If mankind could change the genes of any organism at will, then medicine and health would be completely transformed—and life as we know it would change completely. That day is here, with the development of CRISPR, a breathtaking new gene editing technology.
CRISPR (an acronym for a long-named DNA pattern that’s the basis of the technique) now enables scientists to precisely make intentional changes in the genome of any organism, at a very affordable price. Because gene editing used to be inaccurate and expensive, its use was limited. Now, CRISPR has already been used to make genetic changes in plants, a wide variety of animals including pigs, mice, and monkeys, and even in humans.
It has enabled the creation of plants that resist pests without pesticides or chemicals, super-muscular farm animals that provide much more meat, mosquitoes that cannot transmit malaria–and possibly even pigs that can grow human-like organs to address the huge shortage in organs for transplant.

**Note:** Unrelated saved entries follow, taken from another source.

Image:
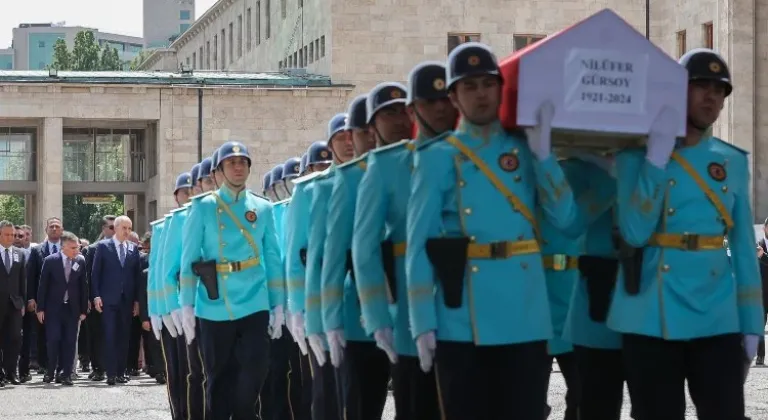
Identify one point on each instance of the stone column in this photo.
(50, 188)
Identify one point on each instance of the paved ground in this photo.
(143, 399)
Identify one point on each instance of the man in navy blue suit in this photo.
(115, 280)
(62, 302)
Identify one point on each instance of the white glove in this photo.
(168, 322)
(276, 322)
(425, 346)
(316, 343)
(157, 325)
(540, 137)
(176, 317)
(297, 330)
(188, 323)
(336, 344)
(661, 139)
(750, 345)
(385, 340)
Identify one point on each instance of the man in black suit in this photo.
(93, 319)
(115, 280)
(13, 295)
(61, 305)
(37, 254)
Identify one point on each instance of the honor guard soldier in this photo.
(229, 243)
(266, 181)
(324, 385)
(319, 156)
(379, 259)
(685, 310)
(192, 360)
(365, 371)
(490, 312)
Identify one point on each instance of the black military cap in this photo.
(705, 64)
(427, 81)
(382, 96)
(470, 59)
(356, 113)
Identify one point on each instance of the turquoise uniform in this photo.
(382, 204)
(155, 300)
(686, 294)
(340, 306)
(318, 213)
(296, 239)
(596, 215)
(504, 301)
(170, 257)
(215, 231)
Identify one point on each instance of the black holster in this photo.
(388, 262)
(449, 259)
(600, 276)
(631, 260)
(206, 270)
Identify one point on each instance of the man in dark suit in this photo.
(62, 302)
(93, 320)
(13, 296)
(115, 277)
(37, 254)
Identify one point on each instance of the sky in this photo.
(116, 16)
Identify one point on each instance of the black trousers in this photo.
(325, 392)
(236, 357)
(492, 382)
(95, 328)
(657, 370)
(169, 347)
(570, 372)
(415, 391)
(29, 326)
(10, 335)
(134, 343)
(365, 374)
(601, 372)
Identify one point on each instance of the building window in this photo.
(709, 36)
(522, 41)
(681, 48)
(248, 30)
(231, 43)
(456, 39)
(267, 29)
(223, 49)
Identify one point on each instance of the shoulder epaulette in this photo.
(393, 146)
(307, 177)
(729, 145)
(355, 162)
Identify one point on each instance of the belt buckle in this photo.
(498, 250)
(690, 241)
(559, 262)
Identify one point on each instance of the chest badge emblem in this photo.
(716, 171)
(508, 162)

CRISPR has already saved human lives by curing fatal cancer that was thought incurable. The 2 children who were cured with CRISPR based therapy when all else failed are doing well now a year later.
Scientists have edited out mutations that cause blindness, made cells resistant to HIV, cured muscular dystrophy in mice, and created wheat strains resistant to common diseases. CRISPR has led to stunning advances in biology and medicine, and we may one day be able to correct the thousands of genetic diseases in suffering adults, children, or even before a baby is born. The applications are limitless.
Now you might ask — Is this the same as GMO?
This is where the situation becomes complicated. Foods made with GMO (genetically modified organisms) have DNA from a different species inserted into the species being modified. For example, AquaAdvantage GMO Salmon (widely boycotted) have genes inserted from a different fish and grow 3 times as fast as regular salmon. However they have genes that would never combine on their own in nature, and are sterile because of their unnatural genetic structure.
In contrast, selective breeding, which has been done by farmers for centuries, refers to choosing and breeding naturally occurring variants to promote favorable traits. In essence, CRISPR hugely speeds up the process of selective breeding, resulting in variants that nature could have produced much more slowly. The end result is an organism that could have developed on its own in nature. This is why I’m not opposed to CRISPR while I have concerns about GMO foods.
While it has the potential to improve life and society in innumerable ways, this incredible technology carries risks as well. It must be studied much more in depth, and the biological and ethical implications of its use in different settings must be explored. Like any breakthrough technology, we need to be conscious of its amazing power but also able to make responsible decisions about its use going forward. We should all be involved in the discussion. What do you think?